Saturday, March 29, 2008

[Extracted from The Sydney Morning Herald]



Swap chips for carrot sticks and lower your blood pressure.
{Paula Goodyer reports}

The trouble with food processing is that what starts off as good food, packed with all the right stuff, often ends up with fewer nutrients and added extras that can compromise your health. Peel the leaves and silk from a cob of corn and you've got a sweet, juicy package of fibre and potassium. But turn it into a bowl of cornflakes, and it's lost most of its potassium and gained sodium. Why does this matter? Because potassium has the power to keep blood pressure down, and sodium has a habit of pushing it up, explains Dr Caryl Nowson, professor of nutrition and ageing at Deakin University's Centre for Physical Activity and Nutrition Research.

What's good about potassium is that it helps to keep artery walls nice and relaxed, making it easier for blood to flow through them, she explains. But too much sodium does the opposite: it tightens the artery walls, making it harder for blood to get through. The result: your heart has to pump harder - and up goes the blood pressure. No big deal? Wrong. High-blood pressure raises your risk of heart disease and stroke and, says the World Health Organisation, is the third leading cause of death and disability after malnutrition and unsafe sex.

Studies of societies that didn't depend on processed food - such as Papua New Guinea Highlanders - found that high-blood pressure was almost unknown. It's partly because they ate much more potassium than sodium, thanks to a diet of natural food - just the way it's meant to be, says Nowson. But a typical Western diet, high in processed food - the source of most of the sodium that we eat - gives us the reverse: levels of sodium that are higher than potassium.

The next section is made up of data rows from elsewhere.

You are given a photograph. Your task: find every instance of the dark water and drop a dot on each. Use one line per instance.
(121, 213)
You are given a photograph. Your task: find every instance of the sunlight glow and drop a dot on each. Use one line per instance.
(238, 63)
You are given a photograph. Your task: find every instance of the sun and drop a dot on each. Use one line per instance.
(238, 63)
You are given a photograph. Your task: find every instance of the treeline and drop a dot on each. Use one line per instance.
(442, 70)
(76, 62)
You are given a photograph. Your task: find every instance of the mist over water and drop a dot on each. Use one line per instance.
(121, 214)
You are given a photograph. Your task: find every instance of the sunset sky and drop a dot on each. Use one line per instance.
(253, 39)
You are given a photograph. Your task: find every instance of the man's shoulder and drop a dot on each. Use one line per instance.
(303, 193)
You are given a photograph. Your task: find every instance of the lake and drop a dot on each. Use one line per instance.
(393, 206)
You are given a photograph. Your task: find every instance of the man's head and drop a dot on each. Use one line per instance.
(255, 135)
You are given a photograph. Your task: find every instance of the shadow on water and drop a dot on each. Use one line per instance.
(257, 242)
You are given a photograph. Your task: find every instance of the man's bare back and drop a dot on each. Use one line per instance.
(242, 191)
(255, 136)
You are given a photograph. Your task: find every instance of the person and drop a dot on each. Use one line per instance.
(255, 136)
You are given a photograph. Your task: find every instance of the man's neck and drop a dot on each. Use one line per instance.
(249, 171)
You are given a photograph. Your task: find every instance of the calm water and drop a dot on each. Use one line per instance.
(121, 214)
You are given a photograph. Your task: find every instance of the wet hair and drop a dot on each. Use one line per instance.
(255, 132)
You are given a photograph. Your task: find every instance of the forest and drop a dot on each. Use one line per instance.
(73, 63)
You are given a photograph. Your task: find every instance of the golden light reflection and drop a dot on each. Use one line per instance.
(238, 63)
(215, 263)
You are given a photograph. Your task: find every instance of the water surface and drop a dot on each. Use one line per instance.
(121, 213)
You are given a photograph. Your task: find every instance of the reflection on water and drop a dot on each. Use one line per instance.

So while we need to eat less salt, less processed food and go easy on the fish sauce, we also need more vegetables and fruit to pump up the potassium in our diets. Replacing refined cereals with whole grains counts too, Nowson adds - when whole grains are refined to create lightweight bread and breakfast cereal, out goes the potassium along with the fibre.

But while two serves of fruit is easy to manage, eating at least five serves of vegetables daily can be challenging for some people - especially if they wait until dinner to try to fit them all in. One solution, says Nowson, is to snack on raw veg with hummus or other healthy dips on the side, instead of breaking out the biscuits.

"Snacking on vegetables is still considered weird - we need a shift in thinking to make snacking on them more acceptable," she says.

After all, it's not just their potassium content that makes vegetables and fruit so kind - but the fact that eating more of them means less room for sodium-loaded processed food.